Research

Quantifying biomarkers in wastewater to monitor public health—known as wastewater-based epidemiology (WBE)—rose to prominence during the COVID-19 pandemic. But data are very noisy, and the potential of WBE as a cost-effective, equitable public health monitoring tool remains unrealized.

Realizing WBE’s potential to monitor public health and inform policy requires that we build models for principled uncertainty quantification of epidemiologically relevant quantities. I both develop foundational methods for scalable Bayesian inference and apply them to address concrete WBE challenges together with interdisciplinary collaborators.

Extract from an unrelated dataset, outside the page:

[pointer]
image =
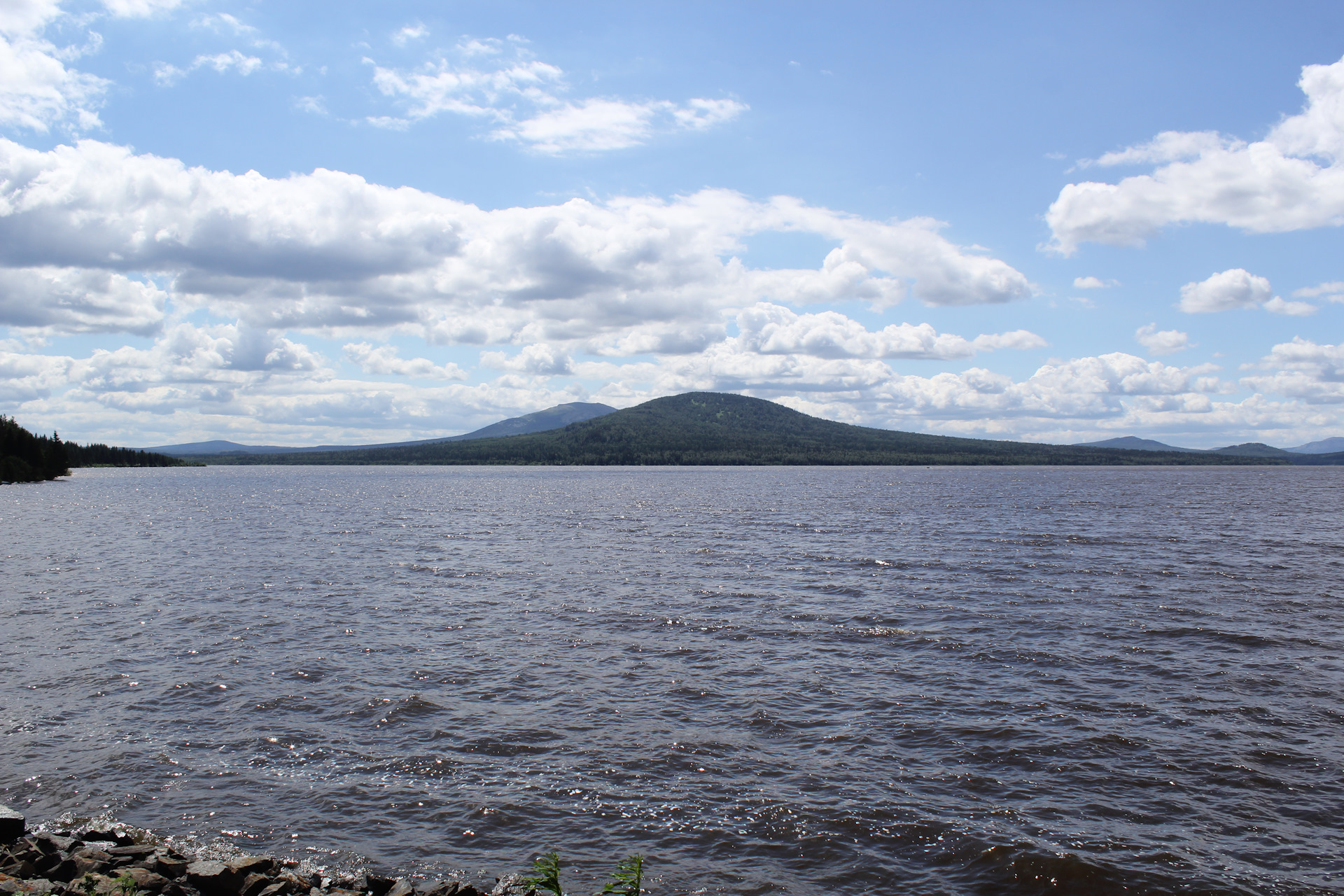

In my methodological work, I developed model-based time series clustering algorithms (Hoffmann, Peel, Lambiotte, and Jones, 2020), a high-performance inference library for Gaussian processes using Stan (Hoffmann and Onnela, 2023), and neural networks to extract summary statistics from complex data for simulation-based inference (Hoffmann and Onnela, 2022).

In my applied work, I initiated a collaboration to monitor SARS-CoV-2 RNA in wastewater to estimate community prevalence, securing more than $850,000 in funding across three grants. I developed models for fecal shedding of SARS-CoV-2 RNA which allowed us to resolve tension between WBE and clinical data, demonstrate that all people likely shed viral RNA in their feces, and show that WBE can be a leading indicator (Hoffmann and Alsing, 2023). I also advised the UK Health Security Agency (akin to the CDC) on the management and analysis of WBE data (Hoffmann, McIntyre-Nolan et al., 2021), contributed to a characterization of sources of uncertainty in WBE (Wade et al., 2022), and published the first comprehensive dataset of wastewater catchment areas in Great Britain (Hoffmann, Bunney, Kasprzyk-Hordern, Singer, 2022).